So long, Rudolphs Bar-B-Que.
When it quietly closed last weekend, the venerable Minneapolis restaurant departed with a whimper. But it certainly didn't start that way. In its heyday, Rudolphs was an influential player in the local dining scene.
If nothing else, the 43-year-old ribs joint (that's a 1989 image of a whole slab of barbecued spareribs, with fries and coleslaw, priced at $15.95) had a significant role in igniting a late-night dining scene in what had been -- and in some ways continues to be -- an early-to-bed town. There were periods when the doors remained open to 4 a.m., an after-hours schedule that lured a lively, see-and-be-seen crowd from the worlds of theater, sports, music and restaurants. For years.
"We get people in tuxedos, in evening gowns, in all kinds of costumes," said night manager Tony Whelihan in a 1987 Star Tribune story. "On Halloween, the waiters and waitresses wear costumes and some of the customers dress as waiters.
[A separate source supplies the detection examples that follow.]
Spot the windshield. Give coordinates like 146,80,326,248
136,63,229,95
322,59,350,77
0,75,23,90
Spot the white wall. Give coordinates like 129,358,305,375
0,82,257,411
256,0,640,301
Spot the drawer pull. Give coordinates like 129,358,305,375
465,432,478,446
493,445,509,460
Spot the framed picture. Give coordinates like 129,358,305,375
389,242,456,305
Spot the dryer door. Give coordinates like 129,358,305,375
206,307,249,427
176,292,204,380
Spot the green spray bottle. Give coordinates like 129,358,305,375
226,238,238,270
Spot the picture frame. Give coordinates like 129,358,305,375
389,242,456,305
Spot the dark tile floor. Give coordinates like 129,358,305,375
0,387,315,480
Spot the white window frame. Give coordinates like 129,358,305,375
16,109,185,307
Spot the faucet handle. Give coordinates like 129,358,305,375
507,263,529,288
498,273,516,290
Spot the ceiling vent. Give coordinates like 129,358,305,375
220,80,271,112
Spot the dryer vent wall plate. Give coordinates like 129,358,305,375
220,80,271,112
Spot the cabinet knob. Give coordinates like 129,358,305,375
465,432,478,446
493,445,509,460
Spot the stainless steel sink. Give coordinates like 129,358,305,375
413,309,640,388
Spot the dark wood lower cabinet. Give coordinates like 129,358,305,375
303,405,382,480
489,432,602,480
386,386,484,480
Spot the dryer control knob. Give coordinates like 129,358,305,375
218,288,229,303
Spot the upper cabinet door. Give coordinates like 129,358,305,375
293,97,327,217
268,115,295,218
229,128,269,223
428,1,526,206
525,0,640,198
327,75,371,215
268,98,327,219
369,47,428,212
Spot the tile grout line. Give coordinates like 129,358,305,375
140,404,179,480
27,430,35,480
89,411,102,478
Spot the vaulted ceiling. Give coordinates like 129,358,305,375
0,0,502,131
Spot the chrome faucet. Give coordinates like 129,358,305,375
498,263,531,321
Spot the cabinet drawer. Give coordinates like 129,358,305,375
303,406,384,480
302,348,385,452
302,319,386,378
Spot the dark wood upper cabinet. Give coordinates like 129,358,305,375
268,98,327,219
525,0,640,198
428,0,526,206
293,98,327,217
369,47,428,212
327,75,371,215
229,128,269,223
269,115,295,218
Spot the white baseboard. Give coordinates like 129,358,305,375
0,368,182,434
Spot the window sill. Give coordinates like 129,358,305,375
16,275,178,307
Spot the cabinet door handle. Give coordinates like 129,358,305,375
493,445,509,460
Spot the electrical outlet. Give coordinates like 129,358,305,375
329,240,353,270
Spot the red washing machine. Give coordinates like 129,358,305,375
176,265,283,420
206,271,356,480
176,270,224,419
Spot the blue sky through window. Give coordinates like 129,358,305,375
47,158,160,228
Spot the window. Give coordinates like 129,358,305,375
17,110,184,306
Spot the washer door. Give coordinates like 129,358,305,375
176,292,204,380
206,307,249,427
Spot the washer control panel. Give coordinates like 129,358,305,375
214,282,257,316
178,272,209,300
It's hard to tell who's who."
The restaurant's most glittering night-owl denizen was Prince. Early in his career, he lived around the corner, and that proximity turned him into a regular.
"It's not unusual to spot one Prince Roger Nelson (with bodyguards, natch) dining on a small salad and chicken near the back," wrote Star Tribune reporter Paul Levy in that 1987 story. "'Scott Hansen is another late-night regular of ours,' he says of the rotund comedian. 'He's a character and he eats quite a bit. He's just the opposite of Prince. He eats a lot of food and is proud of it.'
"Other late-night celebrities Whelihan has seen at Rudolphs: Sheila E., various members of the Minnesota Vikings and University of Minnesota basketball team (Trent Tucker loved this place when he played for the Gophers), the players and coaches of the California Angels and record producer and Grammy Award winner Jimmy Jam Harris, who, Whelihan says, directed 14 limousines of musicians at Rudolphs the night of the Minnesota Music Awards."
When owner Jimmy Theros opened Rudolphs in 1975, the place didn't look like a typical barbecue joint. The walls were covered in Hollywood memorabilia, and the menu bestowed movie stars' names on various dishes, making Rudolphs an early iteration of the eatertainery.